With millennials embracing entrepreneurism and career independence more than any generation that came before, nearly every facet of every industry has seen its fair share of new business startups. Although some are more successful than others, they all share one common trait: The leadership of a bright and dedicated professional.
As current trends dictate, entrepreneurs have two primary choices when it comes to owning a business.
- The first option, which is simultaneously the most obvious path as well as the most difficult, is to start your very own enterprise.
- Alternatively, some professionals opt to buy into an existing business either as a franchisee, partner or sole owner.
With risks and rewards found in both options, is one choice better than the other for millennials?
Starting your own business.
When it comes to launching a brand new enterprise, most millennials would prefer to start their very own business. Not only does this allow for the maximum amount of creativity and innovation right from the start, but such motivation and desire can also be a real boon to your career if your startup is a success.
The first step to starting your own business from scratch is to develop a product. This could be a physical object, such as new computer hardware or a new smart-device. Conversely, your product could come in the form of a software-based solution or even a consultative service.
Some young professionals, especially those who are new to the workforce, may be reluctant about owning their own business. In this case, taking up work as an independent contractor or freelancer might be a viable option. This gives you the luxury of making your own day-to-day schedule, sourcing your own work and creating your own success without tying you down to a permanent, brick-and-mortar company. In fact, most freelance positions can be done from the comfort of your very own home.
Now that you've decided on the product or service you'll be selling, either as a freelance contractor or a new business owner, it's time to get to work. Determining your target audience, establishing key selling points and creating brand awareness all come next in the process of launching your own business, but these caveats tend to take care of themselves once a valuable product or service has been developed.
Buying an existing business.
Many entrepreneurs find it easier to buy into an existing business as a franchisee as opposed to purchasing an entire company outright. This lets you capitalize on the reputation of the established brand without having to worry about the nuances of owning a complete enterprise.
Because of the growing popularity of franchise opportunities around the nation, many top brands have made the process of franchise ownership easier than ever before. For example, Giordano’s created a franchising guide to provide a comprehensive overview of the brand's franchising information and requirements and 7-Eleven includes franchising videos and information snapshots on its website.
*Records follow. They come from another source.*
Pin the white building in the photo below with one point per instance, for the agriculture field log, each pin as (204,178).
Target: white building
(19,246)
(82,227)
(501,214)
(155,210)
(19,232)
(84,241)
On the other hand, those who are interesting in taking over complete control of a business that has already established its territory, customer base and service offerings may be able to accomplish this by purchasing a brand or small business as a whole. This is usually achieved by gaining position as major shareholder or through an outright purchase. This would also give the buyer oversight of any pre-existing franchise locations, if any.
Those who do buy into an existing business, either through a franchise opportunity, partnership or outright purchase, may also be able to take advantage of various bank loans in order to secure the necessary capital for their launch.
According to the 7(a) program, which was first introduced in 1953 by the U.S. Small Business Administration (SBA), the SBA will guarantee 75 percent of your bank loan. While you'll still have to foot the bill for the remaining 25 percent, savvy and proactive businesspeople can utilize monies paid from other investors, partners or peers in order to fill the gap.
Two paths to professional autonomy.
At the end of the day, it's unlikely that one of these options is going to be better than the other for all millennials. Both choices present benefits and challenges.
For one thing, getting the capital to buy an existing business could be challenging for most millennials, who generally lack the financial safety net necessary for such a transaction. Likewise, with so many unique startups gaining recognition in the last few years, coming up with a pitchable concept for a new company could be equally difficult.
What millennials and most entrepreneurs for that matter, want is professional autonomy. How you reach that goal, though, is going to depend on your unique opportunities and circumstances.